Here are some questions to ask as your team maps out its tactical roadmap for the year ahead.

How does our short-term vision need to change?

Before your team addresses tactics, it’s smart to revisit the short-term strategic plan. How does your vision need to adapt or transform in light of the new landscape? Reexamining your short-term vision helps clarify what your organization needs to do next. Are the vision and goals still relevant? Does the short-term strategy still align with your organization’s mission and goals?

Consider not only the goals, but the timeline too. For example, if your business was planning on an expansion in the first quarter of 2021, does it make sense to pivot your strategy for implementation later in the year? Or, on the other hand, should the timeline stay the same but with a different approach? Does it make more sense for the company to purchase existing real estate or invest in new construction?

How can we think differently to execute the plan?

Think outside the current parameters of your business and brand. If one revenue stream is blocked, are there new revenue streams you could create to achieve growth goals? Could you shift business emphasis and investment to a different service or product?

What about changing how your core service is delivered? Could you create a sister brand or an offshoot of your current offerings? Approaching this challenge with a creative and change-driven mindset can help you uncover the tactics your company needs for the next season.

Where can we improvise, adapt, hypothesize and resist over planning?

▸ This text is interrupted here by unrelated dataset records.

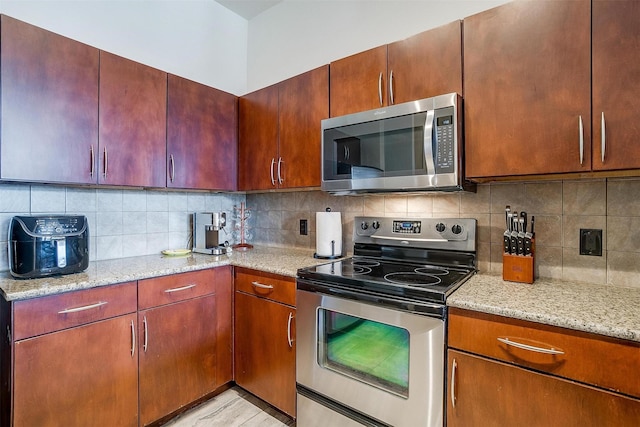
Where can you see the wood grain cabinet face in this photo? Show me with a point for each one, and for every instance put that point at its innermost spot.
(421, 66)
(563, 377)
(133, 122)
(202, 136)
(616, 71)
(265, 346)
(49, 106)
(280, 133)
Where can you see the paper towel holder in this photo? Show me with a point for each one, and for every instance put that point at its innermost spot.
(333, 248)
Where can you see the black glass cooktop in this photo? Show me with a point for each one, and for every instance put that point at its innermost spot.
(407, 279)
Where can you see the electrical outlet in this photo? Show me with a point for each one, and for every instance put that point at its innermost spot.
(590, 242)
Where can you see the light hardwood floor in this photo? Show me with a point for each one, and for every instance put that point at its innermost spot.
(234, 407)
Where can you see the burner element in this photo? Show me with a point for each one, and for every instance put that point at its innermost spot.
(412, 279)
(434, 271)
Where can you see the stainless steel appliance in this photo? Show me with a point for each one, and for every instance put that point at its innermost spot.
(406, 147)
(371, 328)
(209, 235)
(41, 246)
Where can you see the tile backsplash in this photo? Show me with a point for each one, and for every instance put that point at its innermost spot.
(122, 223)
(561, 209)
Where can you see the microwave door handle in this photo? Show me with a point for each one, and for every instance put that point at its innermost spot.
(428, 143)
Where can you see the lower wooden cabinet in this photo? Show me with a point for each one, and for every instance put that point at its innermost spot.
(265, 351)
(506, 372)
(84, 376)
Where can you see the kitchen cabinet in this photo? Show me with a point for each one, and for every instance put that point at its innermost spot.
(49, 105)
(178, 346)
(280, 133)
(202, 136)
(265, 337)
(616, 46)
(421, 66)
(527, 87)
(132, 124)
(75, 361)
(511, 371)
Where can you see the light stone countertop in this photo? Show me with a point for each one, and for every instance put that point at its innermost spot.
(281, 261)
(601, 309)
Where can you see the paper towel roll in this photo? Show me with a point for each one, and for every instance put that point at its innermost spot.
(328, 230)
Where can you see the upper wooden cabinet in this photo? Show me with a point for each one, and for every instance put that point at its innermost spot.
(133, 122)
(421, 66)
(616, 73)
(202, 136)
(49, 90)
(280, 133)
(527, 89)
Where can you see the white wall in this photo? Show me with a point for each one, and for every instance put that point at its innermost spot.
(298, 35)
(196, 39)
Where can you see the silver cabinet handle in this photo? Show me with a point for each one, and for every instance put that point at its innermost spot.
(261, 286)
(133, 339)
(581, 130)
(106, 162)
(172, 165)
(93, 161)
(273, 162)
(391, 101)
(454, 367)
(182, 288)
(535, 349)
(83, 308)
(289, 340)
(146, 333)
(603, 137)
(280, 179)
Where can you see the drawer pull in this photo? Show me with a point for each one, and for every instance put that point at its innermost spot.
(182, 288)
(289, 340)
(261, 286)
(83, 308)
(522, 346)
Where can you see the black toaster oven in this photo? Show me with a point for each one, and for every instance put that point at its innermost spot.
(41, 246)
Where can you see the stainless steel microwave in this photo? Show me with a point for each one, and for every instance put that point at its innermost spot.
(415, 146)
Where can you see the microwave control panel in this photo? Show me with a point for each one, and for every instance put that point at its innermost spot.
(444, 148)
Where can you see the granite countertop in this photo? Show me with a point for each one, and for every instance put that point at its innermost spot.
(283, 261)
(601, 309)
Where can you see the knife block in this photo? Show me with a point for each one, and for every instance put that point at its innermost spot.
(518, 268)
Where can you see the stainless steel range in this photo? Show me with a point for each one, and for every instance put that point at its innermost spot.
(371, 328)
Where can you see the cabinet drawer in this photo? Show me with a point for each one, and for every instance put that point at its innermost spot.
(47, 314)
(271, 286)
(176, 287)
(593, 359)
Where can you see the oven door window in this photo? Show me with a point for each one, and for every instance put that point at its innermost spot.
(369, 351)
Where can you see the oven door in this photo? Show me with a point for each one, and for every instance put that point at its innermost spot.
(383, 363)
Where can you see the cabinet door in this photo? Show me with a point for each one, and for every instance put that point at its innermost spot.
(49, 106)
(177, 356)
(265, 350)
(527, 88)
(202, 136)
(304, 102)
(489, 393)
(616, 71)
(425, 65)
(84, 376)
(359, 82)
(133, 122)
(258, 148)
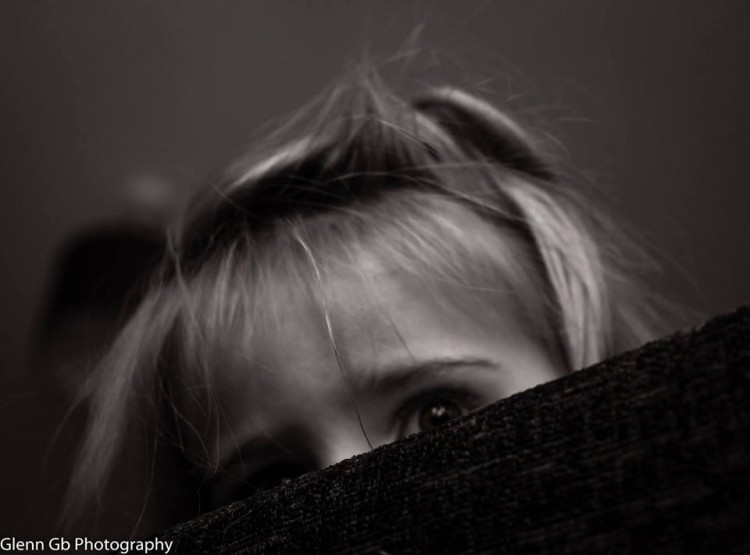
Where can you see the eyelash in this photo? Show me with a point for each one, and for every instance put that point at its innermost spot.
(406, 421)
(409, 414)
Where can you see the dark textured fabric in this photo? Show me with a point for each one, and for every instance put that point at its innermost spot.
(647, 452)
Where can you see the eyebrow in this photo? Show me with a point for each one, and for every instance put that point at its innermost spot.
(394, 376)
(378, 379)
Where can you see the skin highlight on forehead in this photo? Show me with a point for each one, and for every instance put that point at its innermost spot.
(284, 381)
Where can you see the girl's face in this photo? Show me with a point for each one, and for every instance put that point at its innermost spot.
(410, 358)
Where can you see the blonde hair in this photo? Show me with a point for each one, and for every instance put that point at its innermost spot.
(363, 170)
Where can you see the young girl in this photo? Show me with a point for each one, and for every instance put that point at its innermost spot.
(375, 269)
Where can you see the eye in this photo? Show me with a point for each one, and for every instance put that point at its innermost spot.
(438, 412)
(274, 475)
(427, 412)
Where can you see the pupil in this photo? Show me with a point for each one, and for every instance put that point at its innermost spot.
(438, 413)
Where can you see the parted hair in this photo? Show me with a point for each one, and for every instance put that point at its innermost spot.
(362, 169)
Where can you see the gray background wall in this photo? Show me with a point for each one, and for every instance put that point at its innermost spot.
(651, 99)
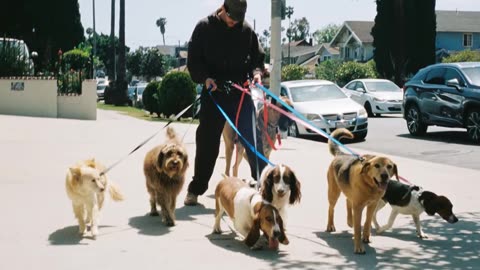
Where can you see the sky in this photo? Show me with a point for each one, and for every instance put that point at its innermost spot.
(182, 16)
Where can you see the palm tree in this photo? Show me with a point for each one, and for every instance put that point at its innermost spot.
(161, 23)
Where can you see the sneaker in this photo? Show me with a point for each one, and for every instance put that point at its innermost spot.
(191, 199)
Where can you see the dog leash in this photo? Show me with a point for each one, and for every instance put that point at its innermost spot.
(149, 138)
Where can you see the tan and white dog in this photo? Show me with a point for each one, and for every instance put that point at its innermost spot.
(86, 186)
(249, 213)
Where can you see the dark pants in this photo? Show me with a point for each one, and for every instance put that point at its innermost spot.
(209, 132)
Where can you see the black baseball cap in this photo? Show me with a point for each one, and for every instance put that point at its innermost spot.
(236, 9)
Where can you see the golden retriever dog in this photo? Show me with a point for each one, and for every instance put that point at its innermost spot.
(249, 213)
(85, 186)
(276, 122)
(164, 168)
(363, 181)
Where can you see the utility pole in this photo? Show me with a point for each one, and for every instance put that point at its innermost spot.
(94, 41)
(275, 47)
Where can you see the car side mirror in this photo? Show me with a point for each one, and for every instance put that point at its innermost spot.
(454, 83)
(361, 90)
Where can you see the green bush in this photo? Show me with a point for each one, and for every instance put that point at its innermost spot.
(150, 98)
(353, 70)
(327, 70)
(11, 61)
(177, 91)
(293, 72)
(463, 56)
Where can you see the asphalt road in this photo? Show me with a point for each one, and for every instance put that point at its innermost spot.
(450, 146)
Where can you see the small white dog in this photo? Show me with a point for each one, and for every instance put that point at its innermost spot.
(86, 188)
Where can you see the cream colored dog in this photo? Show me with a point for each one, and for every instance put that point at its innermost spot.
(86, 187)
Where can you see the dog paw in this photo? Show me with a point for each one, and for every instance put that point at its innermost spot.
(359, 250)
(331, 228)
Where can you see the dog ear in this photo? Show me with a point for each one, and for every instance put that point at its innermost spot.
(365, 167)
(295, 193)
(267, 185)
(254, 233)
(395, 171)
(76, 172)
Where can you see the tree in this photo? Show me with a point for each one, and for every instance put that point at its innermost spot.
(326, 34)
(300, 29)
(161, 24)
(404, 37)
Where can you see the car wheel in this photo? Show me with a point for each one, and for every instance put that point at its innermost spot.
(293, 130)
(368, 108)
(473, 125)
(360, 136)
(415, 125)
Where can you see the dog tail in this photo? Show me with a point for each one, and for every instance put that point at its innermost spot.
(337, 135)
(171, 134)
(115, 193)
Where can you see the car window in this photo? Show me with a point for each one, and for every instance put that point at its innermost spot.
(316, 92)
(473, 74)
(351, 86)
(382, 86)
(435, 76)
(359, 85)
(453, 74)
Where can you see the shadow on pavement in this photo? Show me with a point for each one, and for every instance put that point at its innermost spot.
(458, 137)
(149, 225)
(69, 236)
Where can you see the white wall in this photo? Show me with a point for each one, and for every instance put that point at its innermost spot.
(39, 98)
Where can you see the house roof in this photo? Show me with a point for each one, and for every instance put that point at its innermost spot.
(362, 29)
(458, 21)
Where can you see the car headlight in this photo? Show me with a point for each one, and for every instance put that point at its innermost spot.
(312, 116)
(362, 113)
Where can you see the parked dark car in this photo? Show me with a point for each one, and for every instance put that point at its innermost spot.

Pivot, pivot, pivot. With your team, consider alternative and creative ways to remain in the game. Where your company typically stalls over ensuring every perfect step, how can you resist the tendency to over-plan and instead make space for hypotheses?

Consider spaces you can tap into rapidly, and where you can conduct quick due diligence and take a page from the Agile playbook. What could it look like if you prepared for failure and tried something else quickly? Where can you go live, test, update and then go live again?

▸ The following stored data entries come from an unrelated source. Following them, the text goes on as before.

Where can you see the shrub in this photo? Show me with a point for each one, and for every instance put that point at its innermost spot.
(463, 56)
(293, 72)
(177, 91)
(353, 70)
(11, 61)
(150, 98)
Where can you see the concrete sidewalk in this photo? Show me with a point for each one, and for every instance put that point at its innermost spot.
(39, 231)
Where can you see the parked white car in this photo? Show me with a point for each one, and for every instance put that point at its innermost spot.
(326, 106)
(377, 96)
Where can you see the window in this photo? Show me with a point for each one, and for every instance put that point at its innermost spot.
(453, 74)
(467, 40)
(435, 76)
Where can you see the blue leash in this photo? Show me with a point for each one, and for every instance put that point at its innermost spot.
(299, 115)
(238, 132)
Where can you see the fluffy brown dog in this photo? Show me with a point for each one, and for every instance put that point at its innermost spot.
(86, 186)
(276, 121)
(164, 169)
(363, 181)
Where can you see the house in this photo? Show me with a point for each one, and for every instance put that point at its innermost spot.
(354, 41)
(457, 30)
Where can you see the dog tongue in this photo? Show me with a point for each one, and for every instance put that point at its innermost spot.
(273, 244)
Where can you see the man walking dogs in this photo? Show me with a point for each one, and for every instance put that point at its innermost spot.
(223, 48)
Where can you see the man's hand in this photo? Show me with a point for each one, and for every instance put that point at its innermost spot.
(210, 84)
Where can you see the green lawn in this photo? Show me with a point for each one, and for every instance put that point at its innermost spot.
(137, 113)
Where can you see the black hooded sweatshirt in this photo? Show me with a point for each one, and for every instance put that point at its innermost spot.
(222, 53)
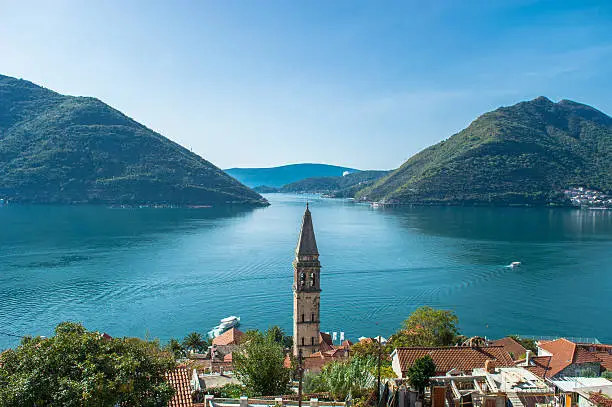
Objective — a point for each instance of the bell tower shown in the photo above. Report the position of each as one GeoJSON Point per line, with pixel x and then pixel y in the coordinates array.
{"type": "Point", "coordinates": [306, 290]}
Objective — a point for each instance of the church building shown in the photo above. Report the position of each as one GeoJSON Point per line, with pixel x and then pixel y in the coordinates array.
{"type": "Point", "coordinates": [306, 291]}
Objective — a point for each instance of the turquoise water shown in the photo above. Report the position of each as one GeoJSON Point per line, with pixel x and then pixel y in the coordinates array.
{"type": "Point", "coordinates": [162, 273]}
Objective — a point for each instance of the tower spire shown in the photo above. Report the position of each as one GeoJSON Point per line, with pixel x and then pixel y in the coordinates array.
{"type": "Point", "coordinates": [307, 244]}
{"type": "Point", "coordinates": [306, 290]}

How can we engage in scenario planning, and what should we start, stop or continue?

As you and your team evaluate long-term strategic goals, and the tactical plans to execute, it can be helpful to complete scenario planning exercises. Scenario planning maps out your organization’s response. “If X happens, then we respond with Y.” You might prep a plan for how your company will react if the pandemic stretches on for another year — or, on the upside, if conditions improve.

Some other valuable questions to consider: What should we start? What should we stop? And what should we continue? This Start/Stop/Continue Analysis sets the stage for your company’s next tactical move.

Times of crisis and uncertainty inspire some of the best innovative and creative ideas. This can be a fun and creative team exercise that can uncover insights you may not have previously considered — and drive forward thinking.